Reminder to take spring results with grain of salt
History proves Grapefruit, Cactus League records not indicative of season success
SCOTTSDALE, Ariz. -- In the final days of the spring of 1989, with the Chicago Cubs having lost 23 of their 32 spring games, then third-base coach Chuck Cottier suggested he and manager Don Zimmer might get an early vacation with the way the team was shaping up.
To the contrary, Cottier and the rest of the Cubs' organization were busy right up through the National League Championship Series, the team winning the NL East in 1989 before being knocked off by the NL West champion San Francisco Giants.
The moment is offered as a reminder to fans, media and club officials that with the start of the spring season next week, it's time to take a deep breath.
What happens in March stays in March.
The Kansas City Royals haven't been to the postseason since 1985, the longest October absence among the 30 big league teams.
The last five years, however, the Royals have a best-in-baseball 93-60 Spring Training record. Their 25-7 record a year ago is the second-best spring record in a full spring since 1984. Not that success in the spring guarantees failure during the season. The Tigers do have the second-best exhibition record the last five years (92-65). They also have won three consecutive AL Central titles, and they won the AL pennant in 2012.
Six of the last 11 World Series champions did not have a winning record during Spring Training.
St. Louis won the World Series in 2011, Tony La Russa's final year as the manager, but the Cardinals were only 14-16 during the Grapefruit League campaign, and the defending Red Sox were 17-17 last spring. Philadelphia was 12-18 in 2008, the Chicago White Sox 14-18 in 2005, and the Florida Marlins 15-16 in 2003.
San Francisco, meanwhile, won the 2010 World Series and was 23-12 in 2010, a year after the New York Yankees went 24-10 in the spring en route to a 2009 title. Boston was 17-11 in 2004, and 15-12 in '07. St. Louis was 15-14 in '06, and the Giants were 18-15 during the spring of 2012.
With Nelson Cruz agreeing to terms in Baltimore, the makeover of the Texas Rangers' roster continues from the 2011 World Series. Eight of the 24 players who appeared in that World Series for the Rangers remain with the organization, and only three of the 13 position players -- Elvis Andrus, Adrian Beltre and Mitch Moreland.

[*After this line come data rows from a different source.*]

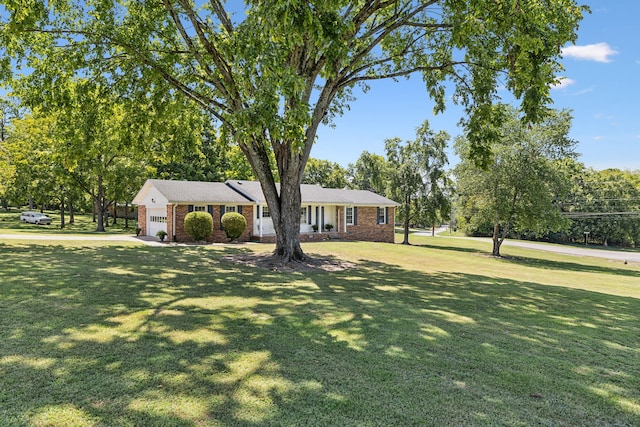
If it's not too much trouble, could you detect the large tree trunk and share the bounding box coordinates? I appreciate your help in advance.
[492,221,503,257]
[95,176,106,232]
[273,181,305,261]
[69,201,75,224]
[60,191,65,229]
[402,196,410,245]
[492,221,511,257]
[242,138,307,262]
[95,200,105,232]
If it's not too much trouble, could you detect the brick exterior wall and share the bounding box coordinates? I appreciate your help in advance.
[343,206,395,243]
[138,203,394,244]
[137,205,147,235]
[171,204,254,243]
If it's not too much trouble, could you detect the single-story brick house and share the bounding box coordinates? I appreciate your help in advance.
[132,179,398,243]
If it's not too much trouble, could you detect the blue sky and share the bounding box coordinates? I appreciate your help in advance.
[314,1,640,171]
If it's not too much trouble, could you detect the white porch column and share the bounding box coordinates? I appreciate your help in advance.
[344,206,347,232]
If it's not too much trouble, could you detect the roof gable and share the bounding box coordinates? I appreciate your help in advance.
[134,179,251,204]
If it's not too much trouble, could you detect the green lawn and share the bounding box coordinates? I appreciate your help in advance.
[0,208,135,234]
[1,234,639,426]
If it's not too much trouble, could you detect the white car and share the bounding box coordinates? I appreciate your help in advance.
[20,211,53,225]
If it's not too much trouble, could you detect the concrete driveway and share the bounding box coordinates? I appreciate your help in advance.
[0,233,164,246]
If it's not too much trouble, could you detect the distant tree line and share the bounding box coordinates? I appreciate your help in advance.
[3,91,638,247]
[452,106,640,252]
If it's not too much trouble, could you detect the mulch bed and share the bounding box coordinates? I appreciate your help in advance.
[222,253,355,272]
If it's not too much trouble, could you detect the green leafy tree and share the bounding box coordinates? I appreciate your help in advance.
[563,166,640,247]
[153,120,257,182]
[1,0,586,261]
[8,79,193,232]
[347,152,389,195]
[303,158,348,189]
[386,120,450,244]
[454,107,576,256]
[3,110,58,210]
[51,81,151,232]
[0,98,19,206]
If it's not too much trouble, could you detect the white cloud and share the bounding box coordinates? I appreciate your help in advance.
[551,77,575,90]
[561,42,618,63]
[593,135,606,141]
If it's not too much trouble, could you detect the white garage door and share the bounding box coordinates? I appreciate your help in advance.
[147,208,167,237]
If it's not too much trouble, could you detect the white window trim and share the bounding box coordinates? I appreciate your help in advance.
[377,207,387,225]
[346,206,354,225]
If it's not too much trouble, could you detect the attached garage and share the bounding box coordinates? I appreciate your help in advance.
[146,208,167,237]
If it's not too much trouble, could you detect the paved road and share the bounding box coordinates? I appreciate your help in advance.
[486,238,640,263]
[414,229,640,263]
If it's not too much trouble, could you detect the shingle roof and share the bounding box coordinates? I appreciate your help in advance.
[142,179,251,204]
[135,179,398,206]
[226,180,398,206]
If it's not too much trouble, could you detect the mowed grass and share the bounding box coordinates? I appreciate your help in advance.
[0,208,135,234]
[0,234,639,426]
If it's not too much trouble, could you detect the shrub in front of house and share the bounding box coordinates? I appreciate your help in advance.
[221,212,246,241]
[184,211,213,241]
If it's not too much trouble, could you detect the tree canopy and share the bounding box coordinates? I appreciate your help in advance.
[455,106,577,256]
[303,158,348,189]
[0,0,587,260]
[561,163,640,247]
[386,120,450,245]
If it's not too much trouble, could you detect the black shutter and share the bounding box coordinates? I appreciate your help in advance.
[207,205,213,216]
[308,205,312,224]
[353,207,358,225]
[220,205,225,229]
[385,207,389,225]
[238,205,242,214]
[188,205,194,212]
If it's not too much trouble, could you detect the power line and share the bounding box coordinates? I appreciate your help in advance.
[562,211,640,219]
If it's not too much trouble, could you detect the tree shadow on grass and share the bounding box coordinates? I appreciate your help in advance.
[413,240,640,279]
[412,240,488,255]
[1,244,639,426]
[499,254,640,278]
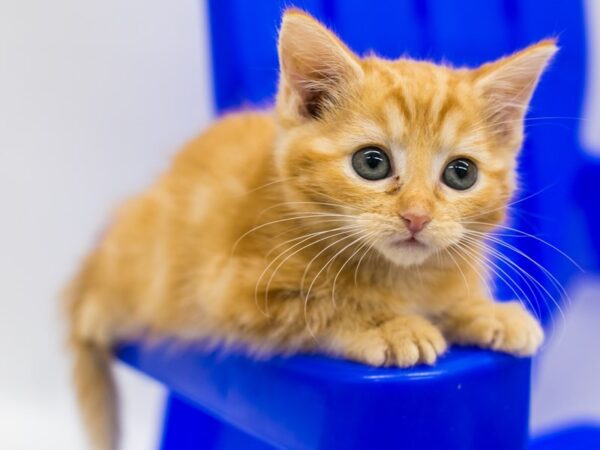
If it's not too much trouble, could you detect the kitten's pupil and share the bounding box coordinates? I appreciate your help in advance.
[366,153,382,169]
[453,161,469,178]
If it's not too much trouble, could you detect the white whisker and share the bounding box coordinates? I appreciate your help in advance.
[303,232,368,337]
[331,232,377,307]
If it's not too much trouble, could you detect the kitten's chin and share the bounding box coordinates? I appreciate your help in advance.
[376,237,435,267]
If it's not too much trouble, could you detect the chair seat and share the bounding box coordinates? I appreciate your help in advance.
[118,343,531,450]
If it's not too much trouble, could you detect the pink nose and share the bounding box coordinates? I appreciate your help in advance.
[401,213,431,234]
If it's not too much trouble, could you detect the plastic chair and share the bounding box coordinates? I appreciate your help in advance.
[118,1,600,448]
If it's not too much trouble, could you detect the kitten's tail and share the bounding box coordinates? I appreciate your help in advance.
[70,336,118,450]
[65,262,119,450]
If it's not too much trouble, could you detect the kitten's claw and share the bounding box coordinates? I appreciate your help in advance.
[447,301,544,356]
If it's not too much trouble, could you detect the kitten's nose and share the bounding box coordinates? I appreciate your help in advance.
[401,213,431,234]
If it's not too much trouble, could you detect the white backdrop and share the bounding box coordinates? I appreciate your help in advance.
[0,1,211,448]
[0,1,598,449]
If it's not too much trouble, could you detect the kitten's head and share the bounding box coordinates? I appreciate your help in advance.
[274,10,557,267]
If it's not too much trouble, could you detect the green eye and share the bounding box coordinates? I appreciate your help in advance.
[442,158,478,190]
[352,147,391,180]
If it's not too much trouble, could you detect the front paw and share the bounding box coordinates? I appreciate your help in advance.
[334,316,447,367]
[447,301,544,356]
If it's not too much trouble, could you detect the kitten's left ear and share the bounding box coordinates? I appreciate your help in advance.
[474,39,558,143]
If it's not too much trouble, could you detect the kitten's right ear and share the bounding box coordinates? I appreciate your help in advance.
[277,10,363,120]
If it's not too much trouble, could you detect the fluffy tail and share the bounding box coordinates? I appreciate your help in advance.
[66,256,119,450]
[71,336,119,450]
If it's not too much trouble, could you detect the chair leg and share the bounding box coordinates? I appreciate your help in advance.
[159,393,273,450]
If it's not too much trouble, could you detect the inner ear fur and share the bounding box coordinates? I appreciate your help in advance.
[277,10,363,119]
[474,39,558,142]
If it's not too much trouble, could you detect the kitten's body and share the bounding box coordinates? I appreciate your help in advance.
[67,11,556,450]
[70,111,460,350]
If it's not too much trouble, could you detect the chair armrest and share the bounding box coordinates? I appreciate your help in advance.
[118,343,531,450]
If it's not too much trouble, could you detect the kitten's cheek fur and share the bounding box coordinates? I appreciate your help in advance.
[442,301,544,356]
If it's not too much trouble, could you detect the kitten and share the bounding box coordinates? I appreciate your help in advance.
[66,9,556,450]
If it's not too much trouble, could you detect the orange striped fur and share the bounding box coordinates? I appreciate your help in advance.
[65,10,557,449]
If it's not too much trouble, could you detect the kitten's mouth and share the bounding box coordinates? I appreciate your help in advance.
[390,236,427,249]
[379,234,434,266]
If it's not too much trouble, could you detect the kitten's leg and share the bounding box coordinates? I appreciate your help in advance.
[320,315,447,367]
[440,299,544,356]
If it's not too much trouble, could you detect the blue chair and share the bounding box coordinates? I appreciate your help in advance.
[118,1,600,448]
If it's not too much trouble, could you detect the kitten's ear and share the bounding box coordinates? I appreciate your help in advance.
[277,10,363,120]
[474,39,558,142]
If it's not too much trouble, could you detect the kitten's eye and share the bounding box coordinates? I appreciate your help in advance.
[352,147,391,180]
[442,158,478,190]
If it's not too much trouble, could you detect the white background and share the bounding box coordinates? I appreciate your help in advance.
[0,1,599,448]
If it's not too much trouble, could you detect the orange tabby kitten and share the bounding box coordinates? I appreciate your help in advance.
[66,10,556,450]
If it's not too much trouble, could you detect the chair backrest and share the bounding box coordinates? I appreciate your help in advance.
[207,0,591,325]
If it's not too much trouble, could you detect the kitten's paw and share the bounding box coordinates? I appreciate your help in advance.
[340,316,447,367]
[448,301,544,356]
[379,316,448,367]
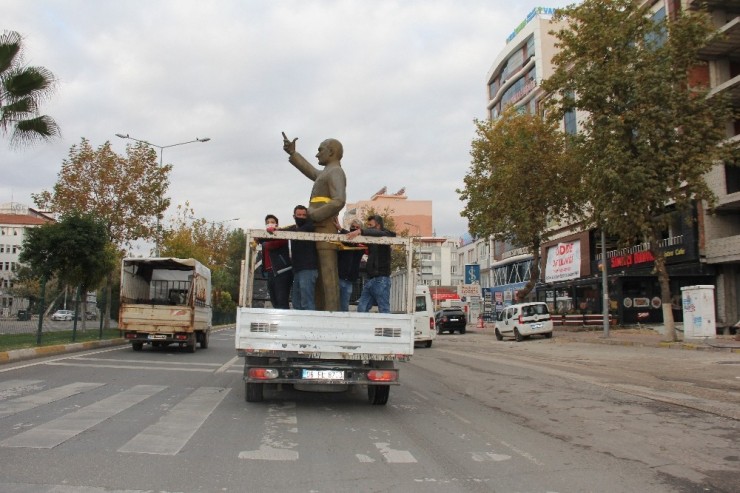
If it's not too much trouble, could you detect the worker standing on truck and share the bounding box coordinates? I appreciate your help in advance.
[346,215,396,313]
[284,205,318,310]
[282,131,346,311]
[337,218,366,311]
[261,214,293,309]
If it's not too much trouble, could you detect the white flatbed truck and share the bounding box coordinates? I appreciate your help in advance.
[235,230,416,405]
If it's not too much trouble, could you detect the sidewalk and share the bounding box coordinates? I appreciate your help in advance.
[474,322,740,353]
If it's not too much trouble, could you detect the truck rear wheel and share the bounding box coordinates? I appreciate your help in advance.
[368,385,389,405]
[186,338,197,353]
[246,382,264,402]
[199,331,209,349]
[132,342,143,351]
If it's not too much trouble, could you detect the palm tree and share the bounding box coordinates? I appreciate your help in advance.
[0,30,60,147]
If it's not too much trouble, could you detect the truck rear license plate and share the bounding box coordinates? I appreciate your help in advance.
[148,334,167,340]
[302,370,344,380]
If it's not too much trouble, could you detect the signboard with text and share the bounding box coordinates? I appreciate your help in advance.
[545,241,581,283]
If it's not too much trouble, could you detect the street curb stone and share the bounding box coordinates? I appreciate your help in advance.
[0,338,128,365]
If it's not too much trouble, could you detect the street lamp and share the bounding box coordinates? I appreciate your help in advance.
[404,222,423,284]
[115,133,211,256]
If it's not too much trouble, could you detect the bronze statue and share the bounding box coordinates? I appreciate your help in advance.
[282,132,346,311]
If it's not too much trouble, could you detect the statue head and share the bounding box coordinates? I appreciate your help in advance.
[316,138,343,165]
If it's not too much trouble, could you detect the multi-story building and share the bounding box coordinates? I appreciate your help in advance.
[690,0,740,327]
[483,3,738,327]
[0,203,54,316]
[343,187,433,236]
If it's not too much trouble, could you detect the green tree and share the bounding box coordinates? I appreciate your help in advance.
[160,204,244,322]
[33,138,169,249]
[19,213,116,329]
[458,110,580,300]
[0,30,59,147]
[541,0,735,340]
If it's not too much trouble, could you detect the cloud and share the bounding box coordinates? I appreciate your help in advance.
[2,0,573,239]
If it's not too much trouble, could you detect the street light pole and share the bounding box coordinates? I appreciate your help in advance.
[115,133,211,256]
[404,222,422,284]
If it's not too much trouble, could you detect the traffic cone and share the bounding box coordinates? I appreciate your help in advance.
[477,315,484,329]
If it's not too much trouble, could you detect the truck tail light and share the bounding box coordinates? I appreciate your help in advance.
[368,370,397,382]
[249,368,279,380]
[175,333,189,341]
[429,317,434,329]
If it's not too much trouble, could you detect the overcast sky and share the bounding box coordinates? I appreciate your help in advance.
[3,0,573,242]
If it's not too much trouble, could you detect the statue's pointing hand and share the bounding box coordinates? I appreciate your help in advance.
[282,132,298,156]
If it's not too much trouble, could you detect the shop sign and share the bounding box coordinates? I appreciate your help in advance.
[609,247,687,270]
[545,241,581,283]
[458,284,482,298]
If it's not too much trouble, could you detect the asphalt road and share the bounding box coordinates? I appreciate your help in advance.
[0,328,737,493]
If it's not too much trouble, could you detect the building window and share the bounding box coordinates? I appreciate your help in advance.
[726,160,740,194]
[525,35,535,60]
[564,109,577,135]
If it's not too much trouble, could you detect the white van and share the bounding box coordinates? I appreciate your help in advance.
[414,285,436,348]
[495,301,553,342]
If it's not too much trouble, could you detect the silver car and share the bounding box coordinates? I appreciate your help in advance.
[51,309,74,321]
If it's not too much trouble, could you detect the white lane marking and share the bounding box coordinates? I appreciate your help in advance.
[119,386,230,455]
[375,442,417,463]
[0,346,127,373]
[71,357,223,367]
[471,451,512,462]
[215,356,239,374]
[45,362,216,372]
[0,379,44,400]
[0,483,185,493]
[411,390,429,401]
[356,454,376,463]
[499,440,544,466]
[0,382,104,418]
[0,379,43,392]
[434,406,472,425]
[1,385,165,448]
[239,402,299,461]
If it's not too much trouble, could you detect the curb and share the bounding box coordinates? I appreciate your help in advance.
[0,338,128,365]
[471,324,740,353]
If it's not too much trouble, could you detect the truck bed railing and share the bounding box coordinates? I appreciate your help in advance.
[240,229,415,311]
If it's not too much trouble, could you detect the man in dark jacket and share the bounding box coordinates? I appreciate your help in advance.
[284,205,318,310]
[261,214,293,309]
[346,215,395,313]
[337,218,365,311]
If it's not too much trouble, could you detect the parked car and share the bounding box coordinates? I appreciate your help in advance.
[435,308,467,334]
[495,302,553,341]
[51,309,74,321]
[85,311,98,320]
[17,309,32,321]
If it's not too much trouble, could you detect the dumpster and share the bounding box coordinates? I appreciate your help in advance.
[17,309,31,321]
[681,285,716,338]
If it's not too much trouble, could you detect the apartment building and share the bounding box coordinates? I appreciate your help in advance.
[482,3,738,327]
[0,203,54,316]
[690,0,740,326]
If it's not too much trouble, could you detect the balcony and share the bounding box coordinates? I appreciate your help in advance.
[698,16,740,61]
[687,0,740,13]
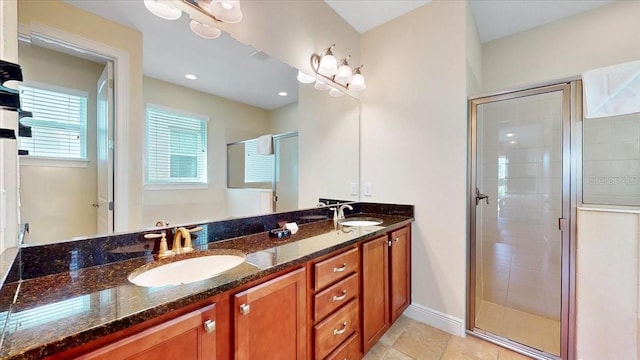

The remaining pitchers are Neftali Feliz, Matt Harrison, Derek Holland, Colby Lewis and Alexi Ogando.
Cruz finally accepted a one-year, $8 million deal with the Orioles, well below the $14.1 million qualifying offer the Rangers made back in December to ensure they would get a Draft choice for Cruz if they didn't re-sign him. Cruz was one of 13 free agents given the tender offer. All 13 declined to re-sign with their former team.
Seem like a major roster overhaul?
Well, the Cardinals, who beat the Rangers in the 2011 World Series, have only eight of the 25 players who appeared in that Fall Classic on their current 40-man roster, and five of the eight are position players -- Allen Craig, Daniel Descalso, Matt Holliday, Jon Jay and Yadier Molina. The remaining pitchers are Jamie Garcia, Lance Lynn and Jason Motte.
Garcia is the only starting pitcher from 2011 on the roster. Chris Carpenter retired. Edwin Jackson opted for free agency after the 2011 season, and Kyle Lohse signed with Milwaukee as a free agent last year.
• With Baltimore signing Ubaldo Jimenez and Cruz in the past week, three of the 13 free agents who were made qualifying offers remain unsigned -- Stephen Drew, Kendrys Morales and Ervin Santana.
• Atlanta has lost three key professional scouts since the end of last season with the death of Jim Fregosi, retirement of Dick Balderson and resignation of Dom Chiti to accept a job as the bullpen coach of the Orioles.
• Rockies catching coach Rene Lachemann is in uniform as a player, coach or manager for the 51st consecutive season. Originally one of the Kansas City A's bonus babies signed by Charlie Finley, Lachemann played for the A's, where he was a teammate of Satchel Paige, and managed Seattle, Milwaukee and the expansion Florida Marlins.